# Roll Call: The Laughter Factory - Bar [email protected] Lodge (16th Oct)



## crazymazy1980 (Aug 2, 2008)

Nightlife, Dubai Nightlife, Nightlife Events, Guide and Information - TimeOutDubai.com

This weeks Thurday drinking excursion is a comical affair. See the link.

I've been told by some friends who have lived here for a while that these comedy nights are really funny and combined with the ability to drink beer I am pretty much sold. 

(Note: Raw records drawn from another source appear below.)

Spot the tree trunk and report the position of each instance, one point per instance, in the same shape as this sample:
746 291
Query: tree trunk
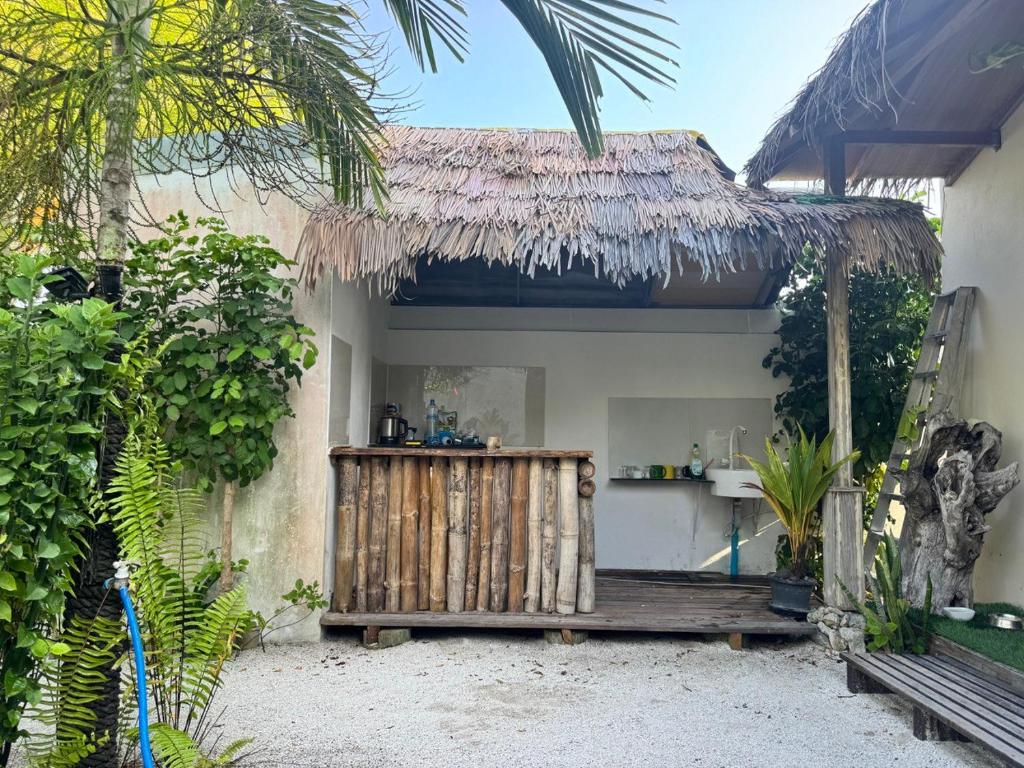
548 534
457 536
473 552
950 484
90 598
501 499
486 486
344 555
226 524
535 515
517 535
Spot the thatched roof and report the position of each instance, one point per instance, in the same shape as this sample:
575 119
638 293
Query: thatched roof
652 203
902 66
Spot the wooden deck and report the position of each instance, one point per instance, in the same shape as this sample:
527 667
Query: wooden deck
626 602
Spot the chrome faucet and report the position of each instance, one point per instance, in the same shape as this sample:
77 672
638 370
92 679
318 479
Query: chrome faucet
732 442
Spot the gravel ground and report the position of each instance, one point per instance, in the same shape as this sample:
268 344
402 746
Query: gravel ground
514 700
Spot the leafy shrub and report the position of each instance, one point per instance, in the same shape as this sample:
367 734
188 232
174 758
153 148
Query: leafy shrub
219 317
887 614
55 378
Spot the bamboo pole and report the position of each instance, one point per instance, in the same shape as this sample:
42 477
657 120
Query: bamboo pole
361 537
344 550
486 486
535 516
410 521
473 555
438 531
587 583
423 589
378 532
548 532
568 536
501 499
392 554
457 536
517 535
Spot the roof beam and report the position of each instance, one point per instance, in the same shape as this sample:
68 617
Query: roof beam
991 137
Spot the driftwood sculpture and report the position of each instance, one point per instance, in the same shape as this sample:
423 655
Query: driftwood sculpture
950 484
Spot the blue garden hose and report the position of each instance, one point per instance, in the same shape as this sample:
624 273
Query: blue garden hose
121 583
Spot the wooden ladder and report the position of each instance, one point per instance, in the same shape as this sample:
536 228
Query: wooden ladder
934 391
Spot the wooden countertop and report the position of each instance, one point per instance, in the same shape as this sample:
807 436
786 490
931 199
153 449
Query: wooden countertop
509 453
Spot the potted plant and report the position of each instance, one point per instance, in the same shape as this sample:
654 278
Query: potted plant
794 486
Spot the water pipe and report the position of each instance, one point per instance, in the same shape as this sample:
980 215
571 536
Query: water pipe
121 579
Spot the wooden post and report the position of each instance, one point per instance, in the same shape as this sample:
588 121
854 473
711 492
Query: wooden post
535 517
457 536
568 536
501 501
438 531
842 519
344 553
392 572
486 483
473 554
410 524
517 535
588 576
423 587
548 532
363 537
378 532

Bar Chi is the location and comedy starts at 2100. There is a map on the TimeOut link or just tell your ever faithful Dubai Taxi Driver and he will get you there.

Cost is 115AED to get in.

Who's coming...?


----------



## Maz25 (Jul 6, 2008)

I'll be there! About time, we did something else!


----------



## Elphaba (Jan 24, 2008)

An excellent idea (although I don't think I can make it to this one). The comedy evenings are usually very good and the more they are supported the better the acts we will get to see.

They are also run by a mate of mine (Duncan). 



-


----------



## DXB-NY (Oct 6, 2008)

Might go. I am guessing we can get the tickets @ the door.


----------



## Maz25 (Jul 6, 2008)

DXB-NY said:


> Might go. I am guessing we can get the tickets @ the door.


That's a good point! Is that the case, crazymazy??


----------



## crazymazy1980 (Aug 2, 2008)

Maz25 said:


> That's a good point! Is that the case, crazymazy??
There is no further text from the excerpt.